Sul dolore
(pubblicato come
La carne del mondo sul numero aprile/maggio '03 di Juliet)

"Essere stanca, sentire duole, pensare distrugge"
(Pessoa, Una sola moltitudine, I)

  Le prime parole del pensiero greco suonano come una precoce cognizione del dolore del mondo: "Principio degli esseri è l’infinito. [...] In ciò dai cui gli esseri traggono la loro origine, ivi si compie altresì la loro dissoluzione, secondo necessità; infatti scontano reciprocamente la pena e pagano la colpa commessa, secondo l’ordine del tempo" (Anassimandro, fr. 1 Diels-Kranz).
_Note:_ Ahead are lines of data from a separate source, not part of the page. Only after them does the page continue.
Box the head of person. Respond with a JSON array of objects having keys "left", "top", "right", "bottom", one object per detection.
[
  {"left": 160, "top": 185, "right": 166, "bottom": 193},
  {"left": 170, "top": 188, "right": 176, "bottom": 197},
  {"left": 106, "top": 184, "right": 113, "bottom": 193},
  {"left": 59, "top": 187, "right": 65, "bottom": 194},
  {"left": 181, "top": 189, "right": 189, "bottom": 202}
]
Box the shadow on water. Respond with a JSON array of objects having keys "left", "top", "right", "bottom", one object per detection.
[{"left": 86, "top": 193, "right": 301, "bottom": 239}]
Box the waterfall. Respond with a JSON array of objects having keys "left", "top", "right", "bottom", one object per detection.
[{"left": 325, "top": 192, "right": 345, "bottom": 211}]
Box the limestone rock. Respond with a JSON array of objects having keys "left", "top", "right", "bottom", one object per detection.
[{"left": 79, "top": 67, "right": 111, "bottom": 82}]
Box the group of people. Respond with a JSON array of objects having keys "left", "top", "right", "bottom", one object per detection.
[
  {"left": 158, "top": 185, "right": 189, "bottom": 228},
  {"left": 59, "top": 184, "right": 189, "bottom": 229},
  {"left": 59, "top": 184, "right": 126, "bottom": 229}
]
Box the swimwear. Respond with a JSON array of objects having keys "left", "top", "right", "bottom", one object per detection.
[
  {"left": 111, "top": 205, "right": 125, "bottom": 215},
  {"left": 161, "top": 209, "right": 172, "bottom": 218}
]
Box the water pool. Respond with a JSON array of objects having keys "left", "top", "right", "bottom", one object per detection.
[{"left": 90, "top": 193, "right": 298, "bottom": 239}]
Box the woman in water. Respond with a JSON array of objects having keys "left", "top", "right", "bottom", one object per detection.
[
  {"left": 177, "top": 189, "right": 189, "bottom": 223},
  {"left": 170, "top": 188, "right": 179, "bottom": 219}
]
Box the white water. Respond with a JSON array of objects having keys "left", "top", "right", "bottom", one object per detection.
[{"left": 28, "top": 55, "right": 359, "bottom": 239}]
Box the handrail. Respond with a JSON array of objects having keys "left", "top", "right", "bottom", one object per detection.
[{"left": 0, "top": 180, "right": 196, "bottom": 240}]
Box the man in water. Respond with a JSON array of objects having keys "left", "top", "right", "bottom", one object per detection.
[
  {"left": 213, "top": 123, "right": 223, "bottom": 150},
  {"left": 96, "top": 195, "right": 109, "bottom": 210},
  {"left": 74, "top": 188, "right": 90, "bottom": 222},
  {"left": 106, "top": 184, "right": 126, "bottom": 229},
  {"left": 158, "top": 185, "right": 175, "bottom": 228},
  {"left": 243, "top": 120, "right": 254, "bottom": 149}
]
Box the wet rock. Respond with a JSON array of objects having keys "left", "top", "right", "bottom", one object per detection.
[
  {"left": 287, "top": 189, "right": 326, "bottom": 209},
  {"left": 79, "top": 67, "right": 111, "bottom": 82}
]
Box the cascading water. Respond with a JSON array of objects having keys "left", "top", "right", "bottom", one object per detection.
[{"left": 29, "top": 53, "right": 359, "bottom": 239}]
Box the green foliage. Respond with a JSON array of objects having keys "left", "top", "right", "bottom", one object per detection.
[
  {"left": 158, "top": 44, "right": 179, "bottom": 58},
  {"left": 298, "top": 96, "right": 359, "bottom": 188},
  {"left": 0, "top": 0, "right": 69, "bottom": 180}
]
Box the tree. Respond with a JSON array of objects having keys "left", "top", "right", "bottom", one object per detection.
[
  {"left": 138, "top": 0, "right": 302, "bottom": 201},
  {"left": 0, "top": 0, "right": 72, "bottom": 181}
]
Essere è sin dalle origini un indizio di colpevolezza: esistere significa avere a che fare con la differenza, la scissione e conseguentemente con la sofferenza; la potenza del logos non è mai stata la presa di coscienza di chi registra con algida atarassia il lamento del mondo, ma sempre la luci-da consapevolezza, precocemente espressa dai filosofi ionici, del pathos come senso autentico dell’essere. La sentenza di Anassimandro consegna all’uomo un mondo ma gli sottrae l’innocenza di chi non era ancora esposto alla gigantomachia tra le forze del bene e del male, della verità e della menzogna, dell’amore e dell’odio.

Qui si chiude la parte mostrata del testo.